Speed of vectorized vs for-loops using Zygote

Hey,

I’m using Zygote for a minimization problem. Actually, writing down the loss function in for-loops style is a factor of ~2 faster than using a vectorized function. I then need to take the derivative.
Zygote fails completely (in terms of performance) on the for-loop function. The vectorized is ok.
But Zygote is roughly 5-10x slower than the function itself.

I was wondering if I’m doing it correctly or if there are some tricks how to improve the speed. I couldn’t find any good online resources for that. I tried to remove the @inbounds and also the @views, it stays roughly the same.

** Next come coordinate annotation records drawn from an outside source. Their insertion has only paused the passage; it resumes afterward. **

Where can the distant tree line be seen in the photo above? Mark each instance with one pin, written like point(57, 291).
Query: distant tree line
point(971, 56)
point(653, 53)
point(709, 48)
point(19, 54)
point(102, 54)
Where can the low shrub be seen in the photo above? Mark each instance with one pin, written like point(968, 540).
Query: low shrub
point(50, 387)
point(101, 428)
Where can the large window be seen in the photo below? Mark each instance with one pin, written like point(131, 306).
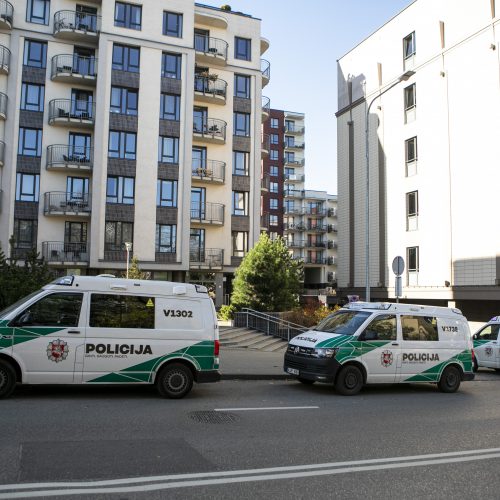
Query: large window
point(171, 65)
point(122, 145)
point(120, 190)
point(168, 149)
point(166, 236)
point(242, 48)
point(172, 24)
point(27, 187)
point(128, 15)
point(32, 97)
point(166, 193)
point(126, 58)
point(123, 101)
point(38, 11)
point(35, 54)
point(30, 142)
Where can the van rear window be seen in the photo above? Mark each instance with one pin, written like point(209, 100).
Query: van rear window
point(121, 311)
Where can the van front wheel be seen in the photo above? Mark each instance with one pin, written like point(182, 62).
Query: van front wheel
point(174, 381)
point(450, 379)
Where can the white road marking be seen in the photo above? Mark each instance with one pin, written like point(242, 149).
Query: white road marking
point(240, 476)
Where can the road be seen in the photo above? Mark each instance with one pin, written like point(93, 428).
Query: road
point(245, 439)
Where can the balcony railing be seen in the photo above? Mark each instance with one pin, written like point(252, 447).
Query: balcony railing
point(73, 65)
point(72, 157)
point(207, 213)
point(210, 170)
point(60, 252)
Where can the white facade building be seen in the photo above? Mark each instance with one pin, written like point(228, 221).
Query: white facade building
point(432, 156)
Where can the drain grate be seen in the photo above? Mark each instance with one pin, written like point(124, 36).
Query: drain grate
point(213, 417)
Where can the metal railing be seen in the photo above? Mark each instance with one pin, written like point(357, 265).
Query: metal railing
point(268, 324)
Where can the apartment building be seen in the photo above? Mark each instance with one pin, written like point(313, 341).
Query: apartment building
point(427, 84)
point(131, 129)
point(305, 218)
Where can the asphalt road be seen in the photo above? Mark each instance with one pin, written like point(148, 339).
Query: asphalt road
point(245, 439)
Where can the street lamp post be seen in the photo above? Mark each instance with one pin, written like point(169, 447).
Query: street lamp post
point(404, 77)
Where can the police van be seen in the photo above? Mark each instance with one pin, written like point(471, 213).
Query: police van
point(366, 343)
point(106, 330)
point(487, 345)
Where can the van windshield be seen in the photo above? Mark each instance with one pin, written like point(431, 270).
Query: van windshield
point(343, 322)
point(10, 308)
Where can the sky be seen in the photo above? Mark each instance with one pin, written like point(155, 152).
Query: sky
point(306, 39)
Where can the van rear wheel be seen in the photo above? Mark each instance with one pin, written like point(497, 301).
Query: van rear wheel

function laplace_vec(rec)                                                           
    @views a = (rec[1:end-2, 2:end-1] .- 4 .* rec[2:end - 1, 2:end - 1]                
                .+ rec[3:end, 2:end - 1])                                           
    @views b = (rec[2:end-1, 1:end-2]                 
                .+ rec[2:end - 1, 3:end])                                           
                                                                                
    return @views sum((a .+ b) .^ 2)                                                   
end     


function laplace_for(rec)
    res = zero(eltype(rec))
    for j = 2:size(rec)[2] - 1
        for i = 2:size(rec)[1] - 1
            @inbounds res += (rec[i - 1, j] + rec[i+1, j] 
                              + rec[i, j+1] + rec[i, j-1] - 4 * rec[i,j])^2
        end
    end
    return res
end
       
            
      
x = rand(100, 100)
@time a = laplace_vec(x)
@time a = laplace_vec(x)
@time b = laplace_for(x)
@time b = laplace_for(x)

print("Zygote", "\n")
@time Zygote.gradient(laplace_vec, x)
@time Zygote.gradient(laplace_vec, x)
@time Zygote.gradient(laplace_for, x)
@time Zygote.gradient(laplace_for, x)

The performance results are roughly:

  0.000059 seconds (12 allocations: 225.750 KiB)
  0.000051 seconds (12 allocations: 225.750 KiB)
  0.000021 seconds (1 allocation: 16 bytes)
  0.000015 seconds (1 allocation: 16 bytes)
Zygote
  0.000233 seconds (174 allocations: 1.424 MiB)
  0.000315 seconds (174 allocations: 1.424 MiB)
  1.151743 seconds (836.62 k allocations: 7.183 GiB, 19.52% gc time)
  1.144881 seconds (836.62 k allocations: 7.183 GiB, 18.95% gc time)

Can anybody help me?

Thanks,

Felix

1 Like

This is a known issue. Every indexing operation makes zero(rec) to accumulate the gradient, which is why the scalar indexing in laplace_for is so much slower. Here’s one issue about this:

https://github.com/FluxML/Zygote.jl/issues/644

I have a package solution, although not yet registered:

julia> using Pkg; pkg"add https://github.com/mcabbott/Tullio.jl"
julia> using Tullio
julia> laplace_tul(rec) = @tullio res = (rec[i - 1, j] + rec[i+1, j] +   
                                   rec[i, j+1] + rec[i, j-1] - 4 * rec[i,j])^2

julia> @btime Zygote.gradient(laplace_vec, $x); # 18.673 μs forwards
  269.441 μs (167 allocations: 1.42 MiB)

julia> @btime Zygote.gradient(laplace_for, $x); # 10.977 μs forwards
  4.892 s (836613 allocations: 7.18 GiB)

julia> @btime Zygote.gradient(laplace_tul, $x); # 3.811 μs forwards
  44.920 μs (41 allocations: 79.34 KiB)
7 Likes

That’s expected with the current Zygote. I would swap out to ReverseDiff.jl with tape compilation if you’re doing a lot of scalar computations.

1 Like

FWIW, some quick times with ReverseDiff. Curiously the two variants come out almost identical.

julia> using ReverseDiff

julia> @btime ReverseDiff.gradient(laplace_vec, $x);
  19.361 ms (432211 allocations: 17.40 MiB)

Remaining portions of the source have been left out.